Spontaneous idea: I’d like to flag a commit / PR as “doesn’t change any compiled code at all”.
I could set that in commits simplifying macros and such, but also when const-clarifying code (where I don’t expect changes, but changes might happen because the compiler can now be smarter, and once detected I’d just remove the flag on the PR).
(should have come through mail, going through web while it’s not working)
I would like it to have a common, rendered output. But as far as I am aware, there is already someone working on that. However, what about the jUnit XML output of tools such as Murdock? Maybe https://github.com/kyrus/python-junit-xml can be used for that. I used that to add XML support to compile_and_test_for_board.
For some stuff, like ping6 -f in the release specs (not using that library but the in-build support for junit XML in pytest) I also had problems, because the sheer number of output with that, basically made the XML huuuuge. I solved it by piping away the chars in question.
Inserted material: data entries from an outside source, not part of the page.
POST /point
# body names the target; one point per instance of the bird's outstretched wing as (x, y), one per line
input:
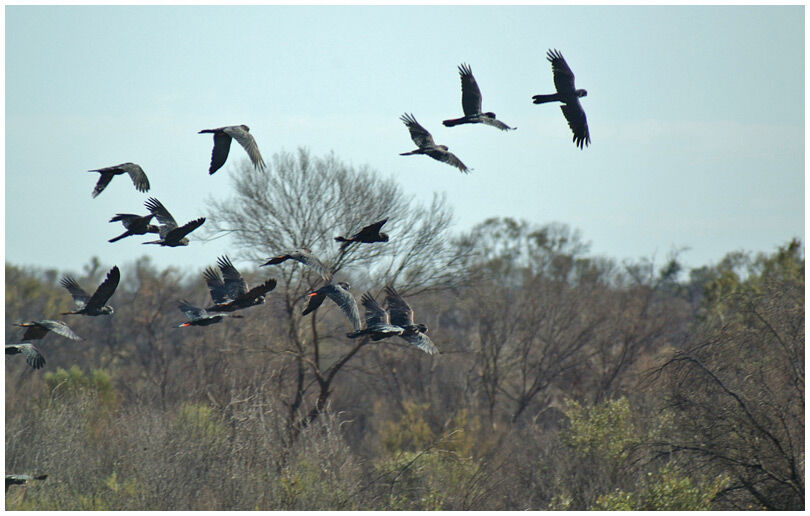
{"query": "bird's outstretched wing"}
(80, 297)
(35, 330)
(102, 183)
(421, 341)
(563, 76)
(235, 284)
(401, 312)
(178, 233)
(105, 290)
(137, 175)
(449, 158)
(420, 136)
(578, 123)
(162, 214)
(248, 142)
(470, 93)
Also nice would be to expand on the benchmark collection feature. E.g. if we notice that performance for some benchmark did drop recently, it would be nice to let the CI run a specific application on a specific commit with a given number of repetitions. (No re-flash between repetitions, just re-run the test.)
Ah sorry, should have read the whole discussion. I think “assert” is also the wrong word (I was thinking of assert(code does not change) first). “Check that PR does not change code”?
Not really. An assertion is a statement made beforehand about some pre-condition. A check is a test of a certain condition. What you described is a check, not an assertion (which is more what the “CI: skip compile test” label does, it asserts there is no need to recompile)
Another one for the wishlist, I would like Murdock to comment on PRs with results.
The message content should be helpful to both regular contributors and newcomers.
Among other things this could contain the warnings from the static tests such as the codespell warnings.
I think this could help by making it easier for the regulars to not forget the static test warnings. For newcomers it pulls their attention to the CI and the message content can explain or hint to what should be fixed.